A lot of time is spend on training emergency procedures – and for a good reason. Following emergency procedures prevents incidents developing to accidents with risk of fatalities to follow. Most pilots will at some point during their career experience incidents that potentially can develop if not dealt with correctly. Far the most accidents are small incidents that escalates because they are either not dealt with or because they are overseen by the pilot.
The main emergency procedures trained for during the practical flying are:
- Engine fire on ground, en-route and during landing
- Engine stop (power off) during take-off, en-route and during landing
- Stalls in different configurations (e.g. configured for landing during a turn)
- Recovering from abnormal flight positions
Today we went out to train some of these procedures, and in the video below, you will experience how the emergencies are simulated in a controlled environment. Some of the exercises really makes ones stomach tickling because of the G-force.

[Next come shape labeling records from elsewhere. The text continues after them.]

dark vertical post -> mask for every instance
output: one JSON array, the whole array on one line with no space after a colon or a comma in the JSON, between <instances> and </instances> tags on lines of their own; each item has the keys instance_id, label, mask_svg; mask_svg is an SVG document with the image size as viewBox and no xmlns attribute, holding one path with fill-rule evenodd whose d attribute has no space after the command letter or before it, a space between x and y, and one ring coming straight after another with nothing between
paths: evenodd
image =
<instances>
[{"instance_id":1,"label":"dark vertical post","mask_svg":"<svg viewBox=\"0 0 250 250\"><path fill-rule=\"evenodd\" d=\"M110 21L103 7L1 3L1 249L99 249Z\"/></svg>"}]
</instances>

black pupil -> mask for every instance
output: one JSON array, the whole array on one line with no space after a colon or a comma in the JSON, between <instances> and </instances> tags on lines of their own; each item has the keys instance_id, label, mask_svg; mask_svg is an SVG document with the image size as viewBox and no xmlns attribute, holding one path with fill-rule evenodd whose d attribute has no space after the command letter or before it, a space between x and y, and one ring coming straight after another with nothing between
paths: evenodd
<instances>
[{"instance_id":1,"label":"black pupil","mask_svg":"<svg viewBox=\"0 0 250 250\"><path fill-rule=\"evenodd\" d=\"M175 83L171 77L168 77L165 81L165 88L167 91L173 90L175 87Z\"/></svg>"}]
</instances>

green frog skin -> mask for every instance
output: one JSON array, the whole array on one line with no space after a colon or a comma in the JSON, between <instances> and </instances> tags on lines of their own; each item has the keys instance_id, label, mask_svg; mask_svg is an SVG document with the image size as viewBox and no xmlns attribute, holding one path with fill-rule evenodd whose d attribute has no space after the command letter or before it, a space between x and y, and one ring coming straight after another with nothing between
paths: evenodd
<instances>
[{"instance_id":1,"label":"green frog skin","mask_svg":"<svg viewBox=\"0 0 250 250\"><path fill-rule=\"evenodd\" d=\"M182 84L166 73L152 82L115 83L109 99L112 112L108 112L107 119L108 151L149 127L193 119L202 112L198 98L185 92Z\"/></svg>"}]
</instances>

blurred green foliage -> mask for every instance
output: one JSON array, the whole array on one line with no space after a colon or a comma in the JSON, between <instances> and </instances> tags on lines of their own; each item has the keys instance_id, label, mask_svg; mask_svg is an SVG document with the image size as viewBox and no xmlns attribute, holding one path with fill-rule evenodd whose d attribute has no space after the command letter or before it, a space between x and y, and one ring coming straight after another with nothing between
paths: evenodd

Many recovering procedures involves quite violent application to one or multiple flight controls. It can be quite challenging to overcome ones own comfort zone to execute some of the procedures – e.g. pointing the nose straight down towards the ground in low altitude after an engine failure during take-off. Another aspect is the fact that the aircraft sometimes performs a bit unreliable during these abnormal configurations – e.g. during stalls where loosing lift one wing before the other causes the aircraft to bank very suddenly.